Moving on from the question of which NoSQL database you should choose, after reading these excellent posts from Digg and Twitter, I recently asked a question on StackOverflow regarding the pros and cons of moving from MySQL to Cassandra.
Stackoverflow Question is here [http://stackoverflow.com/questions/2332113/switching-from-mysql-to-cassandra-pros-cons]
I got some excellent insight and feedback, primarily from Jonathan Ellis, one of the maintainers of Cassandra, and a systems architect at Rackspace.
He’s also written a post on the Rackspace blog today as a follow up on the question.

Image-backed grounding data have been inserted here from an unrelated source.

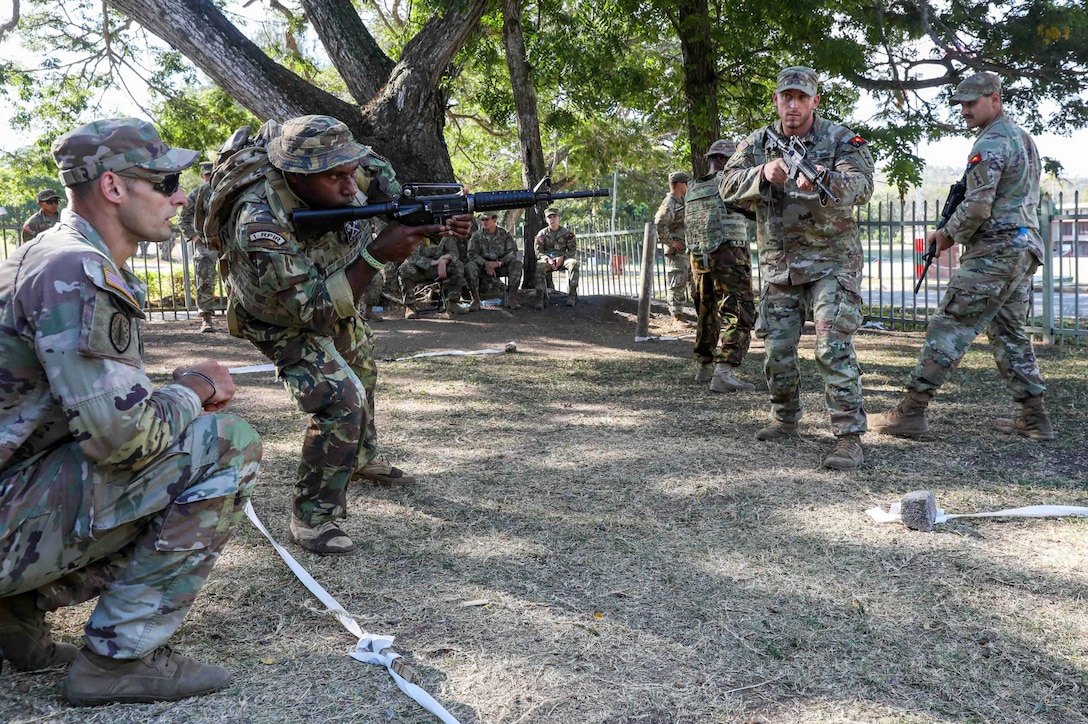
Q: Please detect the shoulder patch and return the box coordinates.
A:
[246,223,290,249]
[104,267,140,310]
[848,135,867,148]
[736,140,750,153]
[966,153,983,169]
[566,232,575,240]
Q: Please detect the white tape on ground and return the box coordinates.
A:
[244,502,461,724]
[229,343,518,374]
[866,502,1088,525]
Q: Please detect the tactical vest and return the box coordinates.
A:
[684,176,748,256]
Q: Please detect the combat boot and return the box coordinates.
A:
[444,299,467,315]
[993,394,1056,441]
[869,390,932,437]
[362,306,382,322]
[709,364,755,393]
[199,312,216,333]
[823,433,864,470]
[0,592,79,672]
[404,304,419,320]
[63,646,231,705]
[469,293,482,312]
[754,420,800,441]
[566,285,578,307]
[534,289,546,311]
[504,289,522,310]
[695,362,714,383]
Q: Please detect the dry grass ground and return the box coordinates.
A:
[2,294,1086,724]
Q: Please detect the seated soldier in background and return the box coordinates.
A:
[398,234,469,318]
[466,211,523,310]
[534,207,580,309]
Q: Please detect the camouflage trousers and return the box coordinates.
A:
[194,242,218,315]
[908,243,1045,400]
[254,315,378,526]
[535,256,580,289]
[0,413,261,658]
[691,246,755,367]
[398,258,466,304]
[362,262,396,309]
[663,250,694,314]
[467,258,524,296]
[755,273,866,435]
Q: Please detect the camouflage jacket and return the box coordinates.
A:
[406,236,460,270]
[942,112,1044,263]
[21,209,60,244]
[654,193,686,253]
[719,116,874,285]
[535,226,577,257]
[0,210,203,476]
[222,158,399,343]
[178,181,210,242]
[468,226,518,266]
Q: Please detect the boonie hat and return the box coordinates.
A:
[268,115,371,174]
[950,72,1002,103]
[52,117,199,187]
[705,139,738,157]
[669,171,691,184]
[37,188,60,202]
[544,207,560,217]
[776,66,818,96]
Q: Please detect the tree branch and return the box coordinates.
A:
[0,0,18,43]
[300,0,393,103]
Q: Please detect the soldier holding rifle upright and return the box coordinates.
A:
[720,65,875,470]
[870,72,1054,441]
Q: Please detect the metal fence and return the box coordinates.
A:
[3,191,1083,344]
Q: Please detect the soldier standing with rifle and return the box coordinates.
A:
[870,72,1055,440]
[720,66,875,470]
[655,171,693,322]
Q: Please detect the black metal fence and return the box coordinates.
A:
[3,191,1083,344]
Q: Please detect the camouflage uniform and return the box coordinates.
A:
[720,114,874,435]
[398,236,467,305]
[178,177,219,317]
[220,116,399,526]
[686,172,755,367]
[655,173,693,315]
[20,210,61,244]
[906,114,1045,400]
[534,223,580,289]
[466,223,523,297]
[0,120,261,662]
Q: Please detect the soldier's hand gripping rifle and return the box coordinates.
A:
[913,174,967,295]
[291,177,609,237]
[764,127,841,205]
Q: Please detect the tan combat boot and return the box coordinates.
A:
[755,420,800,441]
[993,395,1056,440]
[823,433,864,470]
[709,364,755,393]
[404,304,419,319]
[534,289,546,310]
[566,285,578,307]
[63,646,231,705]
[869,390,933,437]
[0,592,79,672]
[695,362,714,383]
[444,299,467,315]
[199,312,216,333]
[504,289,522,310]
[469,292,482,312]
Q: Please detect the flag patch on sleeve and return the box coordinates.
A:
[848,135,867,148]
[966,153,982,169]
[104,268,139,309]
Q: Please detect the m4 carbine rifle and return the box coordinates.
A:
[764,127,841,205]
[913,174,967,295]
[291,177,608,237]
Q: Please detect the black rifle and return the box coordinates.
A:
[764,127,841,204]
[913,175,967,295]
[291,177,608,237]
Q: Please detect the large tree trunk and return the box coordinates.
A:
[676,0,719,177]
[503,0,549,289]
[106,0,486,181]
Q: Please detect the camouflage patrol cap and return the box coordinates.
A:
[950,72,1002,103]
[776,66,818,96]
[36,188,60,202]
[199,161,214,175]
[544,207,560,217]
[669,171,691,185]
[52,117,199,187]
[268,115,371,174]
[705,139,738,157]
[480,212,499,219]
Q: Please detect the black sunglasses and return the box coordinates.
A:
[151,173,181,197]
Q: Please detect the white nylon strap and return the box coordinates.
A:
[866,503,1088,525]
[244,502,461,724]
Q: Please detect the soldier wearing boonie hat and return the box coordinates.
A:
[720,65,875,471]
[0,116,261,705]
[20,188,63,244]
[685,139,756,392]
[218,113,472,556]
[655,170,694,320]
[534,205,579,309]
[870,70,1054,442]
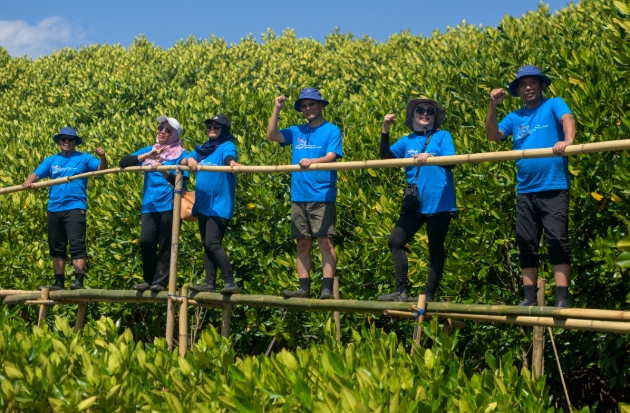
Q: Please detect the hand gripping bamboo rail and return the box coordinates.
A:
[1,139,630,196]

I wanted to highlight a great tip he mentions (via Ian Eure of Digg, and also the creator of a Python Cassandra lib called LazyBoy) that was mentioned at the latest PyCon ’10,
Ian Eure from Digg (also switching to Cassandra) gave a great rule of thumb last week at PyCon: “if you’re deploying memcache on top of your database, you’re inventing your own ad-hoc, difficult to maintain NoSQL database,” and you should seriously consider using something explicitly designed for that instead.
Also mentioned are a couple of general caveats in using NOSQL vs Relational databases,
The price of scaling is that Cassandra provides poor support for ad-hoc queries, emphasizing denormalization instead. For analytics, the upcoming 0.6 release (in beta now) offers Hadoop map/reduce integration, but for high volume, low-latency queries you will still need to design your app around denormalization.
Looks like the Cassandra 0.6 beta is coming out tomorrow, and can already be built from repositories in case anyone’s interested in doing so (and telling me about their experiences!).